It was Coco herself who said fashion reflects the world we live in. But while much of fashion week holds up a mirror to the current era of roiling controversy and outrage – at Schiaparelli, a foam lion’s head worn by Kylie Jenner provoked social media fury from distressed animal lovers, until the president of Peta rode unexpectedly to couture’s rescue by saying the look “celebrates lion’s beauty” – Chanel is the quiet eye of the storm.
Virginie Viard, who replaced the great showman Karl Lagerfeld at Chanel four years ago, has introduced an understated mood here. The animals of Coco’s elegant Paris apartment – where marble lions stood guard alongside pairs of carved wooden deer, and a lucky gold frog took pride of place on a coffee table – were the theme for her latest haute couture show.
In contrast to Schiaparelli’s Instagram-bait of Kardashians and faux-taxidermy, the Trojan camels, stags and birds at Chanel were abstract plywood sculptures by artist Xavier Veilhan, and the models who emerged from them wore demure glitter tweed suits. Drama came with a light touch, in circus-master top hats and bow ties worn as chokers.

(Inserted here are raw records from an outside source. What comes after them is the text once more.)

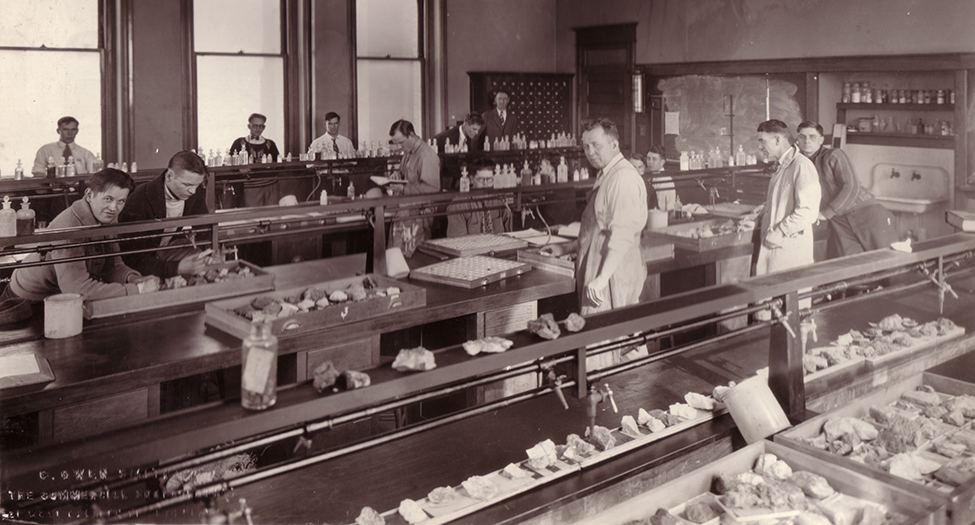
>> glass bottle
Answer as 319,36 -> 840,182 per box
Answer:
240,320 -> 278,410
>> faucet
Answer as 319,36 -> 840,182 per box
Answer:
589,383 -> 619,440
542,362 -> 569,410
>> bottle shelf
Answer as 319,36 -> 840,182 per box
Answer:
836,102 -> 955,111
846,131 -> 955,149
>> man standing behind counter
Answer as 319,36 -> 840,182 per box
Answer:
0,169 -> 159,302
542,119 -> 647,315
797,121 -> 897,258
755,120 -> 821,275
433,113 -> 484,153
481,89 -> 518,147
30,117 -> 95,177
230,113 -> 281,208
389,120 -> 440,257
119,151 -> 210,279
308,111 -> 356,158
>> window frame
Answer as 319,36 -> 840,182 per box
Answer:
349,0 -> 426,146
182,0 -> 307,154
0,0 -> 117,166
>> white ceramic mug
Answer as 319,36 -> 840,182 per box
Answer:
44,293 -> 83,339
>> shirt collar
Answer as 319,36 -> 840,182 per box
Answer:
163,179 -> 179,202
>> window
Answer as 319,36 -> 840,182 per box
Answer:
0,0 -> 102,176
193,0 -> 286,155
355,0 -> 423,147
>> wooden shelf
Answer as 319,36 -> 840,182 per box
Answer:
846,131 -> 955,149
836,102 -> 955,111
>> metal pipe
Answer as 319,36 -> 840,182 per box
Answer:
586,322 -> 770,383
803,267 -> 975,315
106,381 -> 575,522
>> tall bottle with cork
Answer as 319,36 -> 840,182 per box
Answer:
240,320 -> 278,410
555,155 -> 569,182
17,197 -> 35,237
460,166 -> 471,193
0,195 -> 17,237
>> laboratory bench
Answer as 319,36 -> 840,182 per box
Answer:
6,234 -> 975,524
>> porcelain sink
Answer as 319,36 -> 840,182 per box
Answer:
870,163 -> 950,213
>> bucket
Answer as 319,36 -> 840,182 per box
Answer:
44,293 -> 82,339
647,209 -> 667,230
721,376 -> 790,445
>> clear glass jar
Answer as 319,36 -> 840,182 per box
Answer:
240,320 -> 278,410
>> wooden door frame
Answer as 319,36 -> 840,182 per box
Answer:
572,22 -> 637,147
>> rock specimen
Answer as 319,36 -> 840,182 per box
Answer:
528,314 -> 562,339
463,337 -> 514,355
461,476 -> 498,501
565,312 -> 586,332
393,346 -> 437,372
313,361 -> 341,394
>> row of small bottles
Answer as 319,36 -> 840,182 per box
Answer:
858,114 -> 955,136
842,82 -> 955,104
460,156 -> 589,193
0,195 -> 35,237
680,144 -> 758,171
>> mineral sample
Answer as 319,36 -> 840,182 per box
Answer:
684,392 -> 714,410
461,476 -> 498,501
393,346 -> 437,372
463,337 -> 514,355
355,507 -> 386,525
314,361 -> 341,394
398,499 -> 428,525
565,312 -> 586,332
620,416 -> 643,437
528,314 -> 562,339
342,370 -> 372,390
501,463 -> 528,479
586,425 -> 616,450
427,487 -> 457,505
789,470 -> 836,499
525,439 -> 558,469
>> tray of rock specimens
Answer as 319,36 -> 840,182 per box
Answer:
346,387 -> 726,525
206,274 -> 427,339
802,314 -> 965,383
775,373 -> 975,523
83,261 -> 274,319
576,441 -> 945,525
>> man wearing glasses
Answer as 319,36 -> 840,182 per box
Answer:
308,111 -> 356,159
389,120 -> 440,257
230,113 -> 280,208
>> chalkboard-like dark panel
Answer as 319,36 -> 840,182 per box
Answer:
467,71 -> 574,140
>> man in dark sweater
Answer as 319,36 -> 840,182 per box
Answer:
796,121 -> 898,258
119,151 -> 210,279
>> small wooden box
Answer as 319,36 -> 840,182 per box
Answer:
518,248 -> 576,279
645,219 -> 752,252
84,261 -> 274,319
576,441 -> 945,525
206,274 -> 427,339
774,372 -> 975,523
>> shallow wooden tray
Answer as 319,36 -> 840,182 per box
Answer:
518,248 -> 576,279
644,218 -> 752,252
577,441 -> 945,525
84,261 -> 274,319
206,274 -> 427,339
774,372 -> 975,524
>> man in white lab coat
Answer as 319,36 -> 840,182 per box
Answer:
755,120 -> 822,275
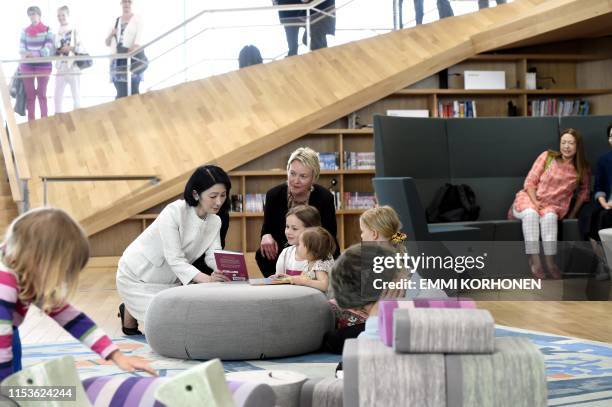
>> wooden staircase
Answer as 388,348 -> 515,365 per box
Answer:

Nonetheless, Chanel will have the lion’s share of the spotlight this year. A major exhibition at the Metropolitan Museum in New York honouring the career of Lagerfeld, who spent four decades at Chanel, will be followed by a major retrospective of Coco herself at the V&A in London later this year. Backstage before the show, Chanel’s president of fashion, Bruno Pavlovsky, said he had “seen the layout of the Met exhibition – it is fantastic. I worked with Karl for many years, and he was forever talking about the latest Met show. He really loved the museum.”
Pavlovsky was also waiting to discover which of Chanel’s red carpet ambassadors would receive Oscar nominations. Last year was a successful award season for Chanel, who dressed best actress nominees Kristen Stewart and Penélope Cruz.
“We have fantastic actors who can help talk about our brand, so anytime when we can help them to be at their best is very important for us,” Pavlovsky said. “We try to position ourselves as a supportive partner – it is a case of whatever they want, when they want it.”
Chanel’s relationship with Hollywood began in 1931, when Gabrielle Chanel was invited by movie mogul Sam Goldwyn, who sent a welcoming party that included Greta Garbo to meet her from her train.
Chanel will stage a major Cruise catwalk show in Los Angeles in May, one week after the Met Gala launches the Lagerfeld exhibition. “In New York, we celebrate 40 years of Karl – and then we head straight to LA to show a new collection and talk about the future. It will be a busy week for everyone, especially with [the coronation of] Charles III in between. But you cannot be Chanel just by staying in an apartment on the first floor of the 1st arrondissement of Paris.”
In September, the V&A will showcase “the modern style of an era when star designers, of who Mademoiselle Chanel was one, defined so much of modern fashion”, said Pavlovsky. “For me, there is no contradiction between the past and future of Chanel.”